ECLI:NL:RBROT:2024:486

Rechtbank Rotterdam

Datum uitspraak
30 januari 2024
Publicatiedatum
29 januari 2024
Zaaknummer
10/191197-23
Instantie
Rechtbank Rotterdam
Type
Uitspraak
Rechtsgebied
Strafrecht
Procedures
  • Eerste aanleg - meervoudig
Vindplaatsen
  • Rechtspraak.nl
AI samenvatting door LexboostAutomatisch gegenereerd

Poging doodslag en vuurwapenbezit tijdens Zomercarnaval in Rotterdam

Op 30 januari 2024 heeft de Rechtbank Rotterdam uitspraak gedaan in een strafzaak tegen een verdachte die betrokken was bij een schietincident tijdens het Zomercarnaval op 29 juli 2023. De verdachte, geboren op Curaçao, werd beschuldigd van poging tot doodslag en vuurwapenbezit. Tijdens het carnaval kwam de verdachte in conflict met de aangever, wat leidde tot een gewelddadige confrontatie waarbij de verdachte meerdere keren op de aangever schoot. De rechtbank oordeelde dat de verdachte opzettelijk heeft geprobeerd de aangever van het leven te beroven en dat hij een vuurwapen voorhanden had. De verdediging stelde dat de verdachte niet op de aangever had willen schieten, maar de rechtbank achtte deze verklaring ongeloofwaardig. De rechtbank legde de verdachte een gevangenisstraf van vijf jaar op, met aftrek van voorarrest, en benadrukte de ernst van de feiten en de impact op de omgeving.

Uitspraak

Rechtbank Rotterdam

Team straf 1
Parketnummer: 10/191197-23
Datum uitspraak: 30 januari 2024
Tegenspraak
Vonnis van de rechtbank Rotterdam, meervoudige kamer voor strafzaken, in de zaak tegen de verdachte:
[verdachte01],
geboren te Curaçao op [geboortedatum01],
ingeschreven in de basisregistratie personen op het adres:
[adres01],
ten tijde van het onderzoek op de terechtzitting preventief gedetineerd in [detentieadres01],
raadsvrouw mr. F. el Makhtari, advocaat te Rotterdam.
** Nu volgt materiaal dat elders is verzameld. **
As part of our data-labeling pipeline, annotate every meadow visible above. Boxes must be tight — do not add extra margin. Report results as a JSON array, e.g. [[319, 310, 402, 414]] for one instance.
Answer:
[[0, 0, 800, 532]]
1.Onderzoek op de terechtzitting

Gelet is op het onderzoek op de terechtzitting van 16 januari 2024.

2.Tenlastelegging

Aan de verdachte is ten laste gelegd hetgeen is vermeld in de dagvaarding. De tekst van de tenlastelegging is als bijlage I aan dit vonnis gehecht.
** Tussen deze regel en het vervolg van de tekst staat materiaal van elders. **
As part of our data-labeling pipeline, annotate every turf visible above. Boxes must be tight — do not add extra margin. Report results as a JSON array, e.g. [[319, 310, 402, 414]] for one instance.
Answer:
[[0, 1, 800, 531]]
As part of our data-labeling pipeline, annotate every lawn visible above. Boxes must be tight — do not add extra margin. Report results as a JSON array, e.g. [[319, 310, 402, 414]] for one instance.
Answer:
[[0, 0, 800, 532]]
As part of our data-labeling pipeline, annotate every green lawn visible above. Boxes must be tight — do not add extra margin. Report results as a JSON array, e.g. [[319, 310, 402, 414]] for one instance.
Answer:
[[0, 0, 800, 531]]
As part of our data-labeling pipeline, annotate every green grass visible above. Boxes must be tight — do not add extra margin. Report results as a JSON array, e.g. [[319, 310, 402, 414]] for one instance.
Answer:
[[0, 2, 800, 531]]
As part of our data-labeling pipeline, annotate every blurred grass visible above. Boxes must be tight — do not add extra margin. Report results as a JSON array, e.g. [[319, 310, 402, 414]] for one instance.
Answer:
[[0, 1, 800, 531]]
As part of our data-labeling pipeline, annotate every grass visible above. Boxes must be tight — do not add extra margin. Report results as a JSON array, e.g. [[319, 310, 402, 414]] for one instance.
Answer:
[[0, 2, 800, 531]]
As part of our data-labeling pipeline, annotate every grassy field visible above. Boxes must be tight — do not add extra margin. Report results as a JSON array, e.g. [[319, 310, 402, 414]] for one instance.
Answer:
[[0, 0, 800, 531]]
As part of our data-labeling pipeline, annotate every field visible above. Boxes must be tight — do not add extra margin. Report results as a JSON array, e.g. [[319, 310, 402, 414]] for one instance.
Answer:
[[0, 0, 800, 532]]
3.Eis officier van justitie

De officier van justitie mr. X. van Balen heeft gevorderd:
  • bewezenverklaring van het onder 1 primair en 2 ten laste gelegde;
  • veroordeling van de verdachte tot een gevangenisstraf voor de duur van 5 jaren met aftrek van voorarrest.

4.Waardering van het bewijs

Standpunt verdediging
De verdediging heeft zich op het standpunt gesteld dat de verdachte dient te worden vrijgesproken van de aan hem onder 1 primair en subsidiair ten laste gelegde poging tot doodslag respectievelijk poging toebrengen zwaar lichamelijk letsel. Daartoe heeft zij betoogd dat de verdachte weliswaar meermaals heeft geschoten terwijl de aangever op de grond lag, maar dat hij – als geoefend schutter – bewust naast de aangever heeft geschoten en dat niet kan worden vastgesteld dat aangever door de kogels is geraakt. Aldus ontbreekt het opzet, ook in voorwaardelijke zin, op de dood dan wel het toebrengen van zwaar lichamelijk letsel, zodat de verdachte daarvan dient te worden vrijgesproken.
De verdediging heeft zich ten aanzien van feit 2 gerefereerd aan het oordeel van de rechtbank.
Beoordeling
De rechtbank leidt uit de stukken van het dossier en het verhandelde ter terechtzitting het volgende af.
[aangever01] (hierna: de aangever) en de verdachte waren op 29 juli 2023 beiden als bezoekers aanwezig op het Rotterdam Unlimited Zomercarnaval. Rond 21:15 uur kwamen zij elkaar tegen op de Coolsingel. Deze ontmoeting ontaardde al snel in een schietincident. Over het verloop van die ontmoeting en het daaropvolgende schieten hebben – naast de aangever – een aantal verbalisanten en een aantal getuigen die deel uitmaakten van de groep van de aangever, verklaringen afgelegd.
Uit die verklaringen blijkt dat de aangever de verdachte begroette en dat de verdachte vrijwel direct tegen het slachtoffer zei dat hij 400 euro moest betalen. Dit zou te maken hebben met een oude ruzie tussen de aangever en de broer van de verdachte, die een aantal jaren daarvoor op Curaçao had gespeeld. Uit de verklaringen van de aangever en getuige [getuige01] kan worden afgeleid dat de verdachte vervolgens met zijn hand richting de hals van de aangever ging en probeerde de gouden ketting van de aangever vast te pakken. Hierop heeft de aangever de verdachte een klap (in zijn gezicht) gegeven. De getuigen en verbalisanten hebben verklaard dat de verdachte vervolgens een revolver uit zijn broeksband heeft gepakt, dat hij op de aangever is afgelopen, en dat hij direct meerdere keren in diens richting heeft geschoten. De aangever heeft hierbij steeds bewegingen gemaakt om te voorkomen dat hij geraakt zou worden. Uit de verschillende verklaringen blijkt verder dat toen de aangever ten val was gekomen, de verdachte opnieuw zijn wapen op hem heeft gericht en meerdere keren heeft geschoten.
De rechtbank is op grond van het voorgaande van oordeel dat vast staat dat de verdachte bij het treffen met de aangever een vuurwapen voorhanden heeft gehad, dat hij het vuurwapen vervolgens van een korte afstand heeft gericht op de aangever en - toen de aangever nog stond en toen hij kort daarop op de grond was gevallen - in de richting van de aangever heeft geschoten.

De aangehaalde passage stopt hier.